Angioplasty is a procedure to open narrowed or blocked blood vessels that supply blood to your legs. Fatty deposits can build up inside the arteries and block blood flow.
A stent is a small, metal mesh tube that keeps the artery open.
Angioplasty and stent placement are two ways to open blocked peripheral arteries.
Percutaneous transluminal angioplasty - peripheral artery; PTA - peripheral artery; Angioplasty - peripheral arteries; Iliac artery -angioplasty; Femoral artery - angioplasty; Popliteal artery - angioplasty; Tibial artery - angioplasty; Peroneal artery - angioplasty; Peripheral vascular disease - angioplasty; PVD - angioplasty; PAD - angioplasty
Angioplasty uses a medical "balloon" to widen blocked arteries. The balloon presses against the inside wall of the artery to open the space and improve blood flow. A metal stent is often placed across the artery wall to keep the artery from narrowing again.
To treat a blockage in your leg, angioplasty can be done in the following:
- Aorta -- the main artery that comes from your heart
- Artery in your hip or pelvis
- Artery in your thigh
- Artery behind your knee
- Artery in your lower leg
Before the procedure:
- You will be given medicine to help you relax. You will be awake, but sleepy.
- You may also be given blood-thinning medicine to keep a blood clot from forming.
- You will lie down on your back on a padded operating table.

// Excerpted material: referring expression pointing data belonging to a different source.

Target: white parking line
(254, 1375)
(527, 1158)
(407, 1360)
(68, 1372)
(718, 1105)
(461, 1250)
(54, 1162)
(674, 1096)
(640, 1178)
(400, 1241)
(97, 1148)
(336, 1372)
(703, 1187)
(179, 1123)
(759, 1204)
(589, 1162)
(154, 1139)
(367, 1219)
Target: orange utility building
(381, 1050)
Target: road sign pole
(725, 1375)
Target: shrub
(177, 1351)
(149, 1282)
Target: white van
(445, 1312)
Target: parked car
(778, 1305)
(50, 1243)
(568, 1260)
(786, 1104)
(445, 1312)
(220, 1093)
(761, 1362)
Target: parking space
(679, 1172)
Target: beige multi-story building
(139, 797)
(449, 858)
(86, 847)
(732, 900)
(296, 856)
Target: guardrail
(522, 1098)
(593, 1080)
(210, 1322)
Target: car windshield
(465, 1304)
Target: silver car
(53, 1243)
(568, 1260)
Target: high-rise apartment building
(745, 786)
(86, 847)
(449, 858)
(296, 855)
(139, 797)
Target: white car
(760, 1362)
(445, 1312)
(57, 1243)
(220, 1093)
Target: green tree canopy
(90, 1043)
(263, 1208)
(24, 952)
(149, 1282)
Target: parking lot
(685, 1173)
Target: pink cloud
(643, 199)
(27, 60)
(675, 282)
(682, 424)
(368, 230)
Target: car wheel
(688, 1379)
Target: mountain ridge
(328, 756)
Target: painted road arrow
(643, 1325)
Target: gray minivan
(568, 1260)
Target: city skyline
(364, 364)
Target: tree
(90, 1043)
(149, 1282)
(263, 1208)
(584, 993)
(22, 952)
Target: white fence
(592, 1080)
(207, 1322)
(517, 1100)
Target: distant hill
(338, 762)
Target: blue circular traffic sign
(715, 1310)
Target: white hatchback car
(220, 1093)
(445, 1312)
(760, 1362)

Your surgeon will inject some numbing medicine into the area that will be treated, so that you do not feel pain. This is called local anesthesia.
Your surgeon will then place a tiny needle into the blood vessel in your groin. A tiny flexible wire will be inserted through this needle.
- Your surgeon will be able to see your artery with live x-ray pictures. Dye will be injected into your body to show blood flow through your arteries. The dye will make it easier to see the blocked area.
- Your surgeon will guide a thin tube called a catheter through your artery to the blocked area.
- Next, your surgeon will pass a guide wire through the catheter to the blockage.
- The surgeon will push another catheter with a very small balloon on the end over the guide wire and into the blocked area.
- The balloon is then filled with contrast fluid to inflate the balloon. This opens the blocked vessel and restores blood flow to your heart.
A stent may also be placed in the blocked area. The stent is inserted at the same time as the balloon catheter. It expands when the balloon is blown up. The stent is left in place to help keep the artery open. The balloon and all the wires are then removed.